Palisade budget for 2013 focuses on street repair
A new fire station — priced in the neighborhood of $1.75 million and set to be unveiled in early January — took up a major portion of the town of Palisade’s 2012 $7.9 million budget.
The budget adopted Tuesday by town trustees for 2013 is a lot slimmer at about $5.85 million, and is offset by more than $6 million in revenue.
The town brought in more tax revenue than expected in 2012, and officials are optimistic that revenue will continue to increase in 2013.
The town’s general fund is projected to end up with a balance of just more than $1.3 million in 2012, well below the ending fund balance for at least the past few years. The budget for 2013 projects a general fund balance of just a little more than the 2012 level.
For residents, most municipal fees, such as sewer and water service, are not expected to increase in 2013.
Trash service, however, is expected to go up 50 cents next year, in part to expand the community recycling service. That fee increase will still need to be approved by the town’s board of trustees.

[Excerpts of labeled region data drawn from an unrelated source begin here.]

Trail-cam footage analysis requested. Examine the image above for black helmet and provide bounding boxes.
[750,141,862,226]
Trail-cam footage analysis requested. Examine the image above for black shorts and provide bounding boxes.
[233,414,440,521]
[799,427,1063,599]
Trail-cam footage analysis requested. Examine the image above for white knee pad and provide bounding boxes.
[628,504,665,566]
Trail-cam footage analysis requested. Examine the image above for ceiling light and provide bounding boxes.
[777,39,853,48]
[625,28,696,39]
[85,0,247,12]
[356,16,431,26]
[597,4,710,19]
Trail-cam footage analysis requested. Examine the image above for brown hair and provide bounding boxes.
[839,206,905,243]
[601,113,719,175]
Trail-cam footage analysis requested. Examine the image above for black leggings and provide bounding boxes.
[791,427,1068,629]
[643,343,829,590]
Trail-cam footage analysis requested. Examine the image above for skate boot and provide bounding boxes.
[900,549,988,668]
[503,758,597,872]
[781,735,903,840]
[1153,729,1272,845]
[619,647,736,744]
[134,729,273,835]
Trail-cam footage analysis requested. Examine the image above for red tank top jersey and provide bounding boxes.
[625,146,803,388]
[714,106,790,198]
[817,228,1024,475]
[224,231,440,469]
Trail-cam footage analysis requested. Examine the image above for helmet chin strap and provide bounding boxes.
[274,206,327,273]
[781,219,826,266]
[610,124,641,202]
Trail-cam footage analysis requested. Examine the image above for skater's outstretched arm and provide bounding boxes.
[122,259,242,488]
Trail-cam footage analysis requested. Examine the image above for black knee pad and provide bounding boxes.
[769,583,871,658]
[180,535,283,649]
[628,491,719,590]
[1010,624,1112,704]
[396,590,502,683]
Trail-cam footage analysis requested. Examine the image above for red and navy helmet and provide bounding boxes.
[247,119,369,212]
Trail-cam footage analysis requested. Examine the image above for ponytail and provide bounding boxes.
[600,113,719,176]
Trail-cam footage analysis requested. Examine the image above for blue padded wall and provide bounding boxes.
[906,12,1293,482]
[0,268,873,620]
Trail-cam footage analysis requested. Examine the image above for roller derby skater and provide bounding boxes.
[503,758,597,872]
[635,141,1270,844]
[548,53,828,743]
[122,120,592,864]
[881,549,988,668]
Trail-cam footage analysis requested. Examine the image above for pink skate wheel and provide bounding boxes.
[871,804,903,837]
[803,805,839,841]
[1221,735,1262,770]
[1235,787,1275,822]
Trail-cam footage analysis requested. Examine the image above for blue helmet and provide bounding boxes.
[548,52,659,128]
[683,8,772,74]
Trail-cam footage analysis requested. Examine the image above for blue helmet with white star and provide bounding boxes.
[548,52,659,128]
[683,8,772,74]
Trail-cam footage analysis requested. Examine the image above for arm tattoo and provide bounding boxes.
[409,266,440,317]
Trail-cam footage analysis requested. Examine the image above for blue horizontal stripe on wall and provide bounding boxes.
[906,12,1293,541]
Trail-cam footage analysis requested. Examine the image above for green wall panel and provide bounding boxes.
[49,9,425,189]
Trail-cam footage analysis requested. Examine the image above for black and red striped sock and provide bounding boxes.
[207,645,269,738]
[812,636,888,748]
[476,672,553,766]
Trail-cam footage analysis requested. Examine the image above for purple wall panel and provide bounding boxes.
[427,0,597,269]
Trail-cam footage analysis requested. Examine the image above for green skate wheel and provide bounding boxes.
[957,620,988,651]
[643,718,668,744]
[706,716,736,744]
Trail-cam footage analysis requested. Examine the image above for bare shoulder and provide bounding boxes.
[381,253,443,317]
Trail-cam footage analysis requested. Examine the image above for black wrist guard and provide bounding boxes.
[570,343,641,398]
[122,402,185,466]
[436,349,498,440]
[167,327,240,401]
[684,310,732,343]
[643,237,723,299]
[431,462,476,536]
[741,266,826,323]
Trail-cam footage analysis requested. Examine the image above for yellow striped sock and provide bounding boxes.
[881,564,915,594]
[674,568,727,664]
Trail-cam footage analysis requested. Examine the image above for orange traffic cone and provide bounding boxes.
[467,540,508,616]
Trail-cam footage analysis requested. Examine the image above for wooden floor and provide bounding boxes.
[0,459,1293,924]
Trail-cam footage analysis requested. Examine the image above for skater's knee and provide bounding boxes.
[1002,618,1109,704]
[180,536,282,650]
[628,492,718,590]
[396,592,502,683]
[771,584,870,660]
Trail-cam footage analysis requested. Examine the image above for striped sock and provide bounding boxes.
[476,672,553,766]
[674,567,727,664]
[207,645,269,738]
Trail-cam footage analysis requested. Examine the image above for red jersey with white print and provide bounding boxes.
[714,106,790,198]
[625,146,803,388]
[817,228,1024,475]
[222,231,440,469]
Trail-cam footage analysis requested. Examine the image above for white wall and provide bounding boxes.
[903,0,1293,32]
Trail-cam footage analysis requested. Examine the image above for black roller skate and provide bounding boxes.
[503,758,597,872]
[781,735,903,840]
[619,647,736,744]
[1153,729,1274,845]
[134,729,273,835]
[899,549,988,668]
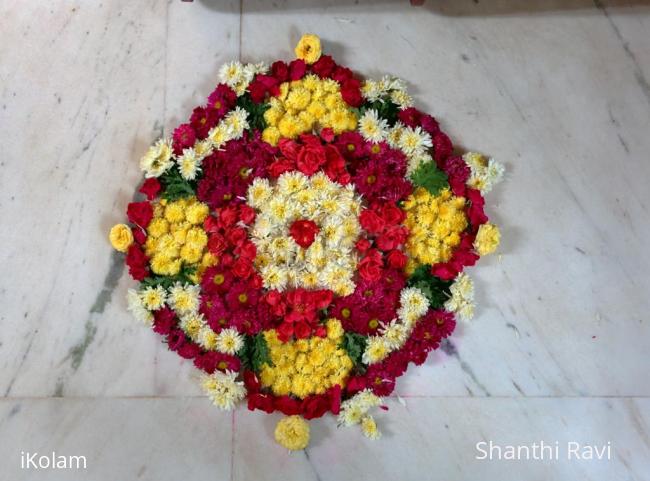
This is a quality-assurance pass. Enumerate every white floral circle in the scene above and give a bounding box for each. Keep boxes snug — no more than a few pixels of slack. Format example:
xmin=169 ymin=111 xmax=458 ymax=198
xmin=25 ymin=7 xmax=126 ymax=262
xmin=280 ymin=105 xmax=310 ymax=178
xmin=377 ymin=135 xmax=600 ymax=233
xmin=247 ymin=171 xmax=361 ymax=296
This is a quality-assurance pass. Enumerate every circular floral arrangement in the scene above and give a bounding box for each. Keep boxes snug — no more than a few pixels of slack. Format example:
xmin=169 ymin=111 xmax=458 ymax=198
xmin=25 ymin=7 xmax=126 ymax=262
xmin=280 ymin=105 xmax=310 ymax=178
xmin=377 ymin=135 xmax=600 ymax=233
xmin=110 ymin=35 xmax=503 ymax=449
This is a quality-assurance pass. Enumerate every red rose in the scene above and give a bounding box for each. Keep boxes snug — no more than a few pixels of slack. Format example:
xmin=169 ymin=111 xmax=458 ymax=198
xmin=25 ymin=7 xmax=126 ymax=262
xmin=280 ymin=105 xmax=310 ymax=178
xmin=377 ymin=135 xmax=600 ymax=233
xmin=248 ymin=80 xmax=267 ymax=104
xmin=219 ymin=205 xmax=239 ymax=227
xmin=266 ymin=159 xmax=293 ymax=179
xmin=293 ymin=322 xmax=311 ymax=339
xmin=433 ymin=132 xmax=454 ymax=163
xmin=273 ymin=396 xmax=302 ymax=416
xmin=126 ymin=244 xmax=149 ymax=281
xmin=126 ymin=202 xmax=153 ymax=229
xmin=341 ymin=78 xmax=363 ymax=107
xmin=231 ymin=258 xmax=253 ymax=279
xmin=376 ymin=225 xmax=408 ymax=251
xmin=244 ymin=370 xmax=261 ymax=392
xmin=235 ymin=240 xmax=257 ymax=261
xmin=357 ymin=250 xmax=382 ymax=281
xmin=386 ymin=249 xmax=408 ymax=269
xmin=140 ymin=177 xmax=161 ymax=200
xmin=380 ymin=203 xmax=406 ymax=225
xmin=226 ymin=227 xmax=248 ymax=246
xmin=271 ymin=60 xmax=289 ymax=83
xmin=239 ymin=204 xmax=255 ymax=225
xmin=296 ymin=142 xmax=327 ymax=175
xmin=131 ymin=225 xmax=147 ymax=245
xmin=311 ymin=55 xmax=336 ymax=78
xmin=332 ymin=66 xmax=352 ymax=83
xmin=320 ymin=127 xmax=336 ymax=143
xmin=359 ymin=209 xmax=386 ymax=234
xmin=289 ymin=220 xmax=320 ymax=249
xmin=208 ymin=234 xmax=228 ymax=256
xmin=355 ymin=238 xmax=371 ymax=253
xmin=289 ymin=59 xmax=307 ymax=80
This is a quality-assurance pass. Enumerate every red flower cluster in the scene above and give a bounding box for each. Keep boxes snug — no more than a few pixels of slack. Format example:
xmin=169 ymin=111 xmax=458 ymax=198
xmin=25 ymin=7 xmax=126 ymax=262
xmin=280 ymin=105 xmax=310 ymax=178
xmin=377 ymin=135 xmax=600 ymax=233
xmin=248 ymin=55 xmax=363 ymax=107
xmin=268 ymin=129 xmax=350 ymax=185
xmin=264 ymin=289 xmax=333 ymax=342
xmin=346 ymin=311 xmax=456 ymax=396
xmin=244 ymin=371 xmax=341 ymax=419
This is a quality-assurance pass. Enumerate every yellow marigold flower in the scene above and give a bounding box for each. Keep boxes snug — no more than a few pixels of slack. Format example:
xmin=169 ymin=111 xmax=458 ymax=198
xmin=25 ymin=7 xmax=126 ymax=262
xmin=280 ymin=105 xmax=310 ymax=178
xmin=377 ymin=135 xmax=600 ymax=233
xmin=294 ymin=33 xmax=321 ymax=64
xmin=185 ymin=202 xmax=210 ymax=225
xmin=474 ymin=223 xmax=501 ymax=256
xmin=165 ymin=201 xmax=185 ymax=223
xmin=147 ymin=217 xmax=169 ymax=238
xmin=108 ymin=224 xmax=133 ymax=252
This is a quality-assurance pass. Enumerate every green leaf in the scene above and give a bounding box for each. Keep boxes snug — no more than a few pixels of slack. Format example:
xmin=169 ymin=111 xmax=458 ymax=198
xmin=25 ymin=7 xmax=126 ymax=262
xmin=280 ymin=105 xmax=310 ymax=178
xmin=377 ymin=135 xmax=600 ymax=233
xmin=239 ymin=332 xmax=273 ymax=372
xmin=358 ymin=96 xmax=399 ymax=127
xmin=140 ymin=265 xmax=196 ymax=289
xmin=411 ymin=162 xmax=449 ymax=195
xmin=237 ymin=93 xmax=271 ymax=131
xmin=339 ymin=331 xmax=368 ymax=366
xmin=407 ymin=264 xmax=453 ymax=309
xmin=158 ymin=165 xmax=196 ymax=201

Streets and their maintenance and repair have come up as issues many times during the year’s budget discussions, and the 2013 budget almost doubles the $32,000 spent on street repair and maintenance in 2012. The town plans more than a mile of chip seal work in 2013, and a line item in the 2013 budget earmarks $120,000 for work on Elberta Avenue.
The deteriorating conditions of Main Street also were on the minds of trustees. While no project was specifically planned, town administrator Rich Sales called improving Main Street a “prime target” for the future.
“We’re not going to be able to do it this coming year, with this budget, but I think we can start planning ahead‚ just like we did with the new fire station,” Mayor Roger Granat said Tuesday.
So as an amendment to the 2013 budget, trustees decided to create a fund for future repair of streets, with an eye toward Main Street improvements. They diverted more than $237,000 from a reserve of Traffic Impact Fees, and reallocated more than $11,000 originally budgeted for a seasonal part-time person in the recreation department to start building a pot of money, presumably for a Main Street project.
“We’ve got to do something,” Trustee Cody Butters said about the conditions of Main Street.
Another road in need of repair — Iowa Avenue — wasn’t directly addressed by the 2013 budget. A number of property owners and managers had lobbied the town for repairs or a rebuilding of that stretch of road.
Sales said the estimated project cost to redo Iowa was about $100,000, as a simple chip seal wasn’t feasible because of its condition. He said it is possible some money set aside from the Traffic Impact Fees could go to a project there, but that “specifically, there is nothing in the budget for Iowa.”
In other expenses, town employees will see a 3 percent raise next year, continuing a trend from previous years. Personnel costs are expected to be 5.6 percent higher in 2013.
With the recent departure of longtime police chief Carroll Quarles, interim chief Mike Nordine and Sales have adjusted officers’ schedules, and the 2013 budget calls for a major reduction in overtime paid to police staff over 2012.
Next year’s budget earmarks nearly 3 percent more for the town’s next police chief.